En revanche, le comportement de la société Tour Michelet tel qu'il ressort de la motivation ci-avant développée conduit à considérer que les sociétés intimées sont fondées à lui reprocher un comportement déloyal et dénué de bonne foi dans l'exécution des contrats de bail les liant, qu'il s'agisse de la brutale demande en paiement de sommes importantes sur des périodes anciennes assortie de motivations fluctuantes puisqu'après l'invocation de dépenses réelles la bailleresse s'est prévalue d'une nouvelle grille de répartition des tantièmes, ou de la rétention prolongée, nonobstant des demandes réitérées d'éclaircissement, d'informations et de justificatifs (non produits en amont de la procédure comme en première instance) et se révélant dénués d'un sérieux suffisant.

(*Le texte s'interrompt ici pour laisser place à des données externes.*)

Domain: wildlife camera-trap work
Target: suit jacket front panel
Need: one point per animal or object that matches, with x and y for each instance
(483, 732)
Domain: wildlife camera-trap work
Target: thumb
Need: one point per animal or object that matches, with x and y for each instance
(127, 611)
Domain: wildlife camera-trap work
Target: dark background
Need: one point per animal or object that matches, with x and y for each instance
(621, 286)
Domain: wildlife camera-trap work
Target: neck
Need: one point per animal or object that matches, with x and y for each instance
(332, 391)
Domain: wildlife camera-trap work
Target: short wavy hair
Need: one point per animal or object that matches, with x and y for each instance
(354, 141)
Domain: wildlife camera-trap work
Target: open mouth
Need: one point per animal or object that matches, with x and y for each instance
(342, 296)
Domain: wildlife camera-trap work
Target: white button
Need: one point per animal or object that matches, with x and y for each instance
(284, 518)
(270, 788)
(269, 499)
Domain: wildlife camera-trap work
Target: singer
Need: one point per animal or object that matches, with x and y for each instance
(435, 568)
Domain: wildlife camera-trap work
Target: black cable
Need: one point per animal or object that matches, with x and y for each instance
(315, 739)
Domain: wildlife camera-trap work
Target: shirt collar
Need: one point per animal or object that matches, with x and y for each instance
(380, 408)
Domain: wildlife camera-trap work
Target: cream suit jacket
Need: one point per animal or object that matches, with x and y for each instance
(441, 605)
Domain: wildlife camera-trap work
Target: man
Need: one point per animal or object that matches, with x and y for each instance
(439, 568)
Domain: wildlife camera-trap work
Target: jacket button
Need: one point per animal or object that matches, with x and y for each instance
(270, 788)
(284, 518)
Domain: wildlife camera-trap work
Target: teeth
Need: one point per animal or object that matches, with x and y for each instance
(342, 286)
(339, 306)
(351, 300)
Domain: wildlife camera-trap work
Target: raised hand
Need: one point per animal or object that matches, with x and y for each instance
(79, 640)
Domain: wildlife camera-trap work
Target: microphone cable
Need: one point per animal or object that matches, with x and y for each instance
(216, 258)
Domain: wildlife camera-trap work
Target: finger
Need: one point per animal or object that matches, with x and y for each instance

L'usage de mauvaise foi, par la bailleresse, de ses prérogatives dans l'exécution de l'ensemble de ces contrats a causé un préjudice exactement caractérisé par les intimées de sorte qu'elles sont fondées à en demander réparation.

Eu égard aux éléments de la procédure, il sera alloué à chacune d'entre elles la somme de 3.000 euros à titre indemnitaire.

Sur les frais de procédure et les dépens

L'équité conduit à condamner la société Tour Michelet, sur le fondement des dispositions de l'article 700 du code de procédure civile, à verser à chacune des sociétés Hair [V], Ely's Bar, GSM [N], MD [R] et Médicale [E] qui le réclament dans leurs dernières conclusions, la somme complémentaire de 1.500 euros.

Déboutée de ce dernier chef de demande, la société Tour Michelet qui succombe supportera les dépens d'appel.

PAR CES MOTIFS

La Cour, statuant publiquement par arrêt réputé contradictoire et en dernier ressort,

CONFIRME le jugement entrepris et, y ajoutant ;

Rejette la demande de la société civile Tour Michelet relative au désistement de la société Pico en première instance ;

Déboute la société civile Tour Michelet de ses entières demandes en paiement et de fixation de créance à l'encontre de l'ensemble des sociétés par elle intimées ;

Condamne la société civile Tour Michelet à verser aux sociétés Hair [V] (placée en liquidation judiciaire), Ely's Bar, GSM [N], MD [R] et Médicale [E] la somme de 3.000 euros à titre de dommages-intérêts en réparation de l'exécution déloyale des contrats de bail les liant ;

Condamne la société civile Tour Michelet à verser aux sociétés Hair [V] (placée en liquidation judiciaire), Ely's Bar, GSM [N], MD [R] et Médicale [E] la somme complémentaire de 1.500 euros par application des dispositions de l'article 700 du code de procédure civile et à supporter les dépens d'appel avec faculté de recouvrement conformément aux dispositions de l'article 699 du code de procédure civile.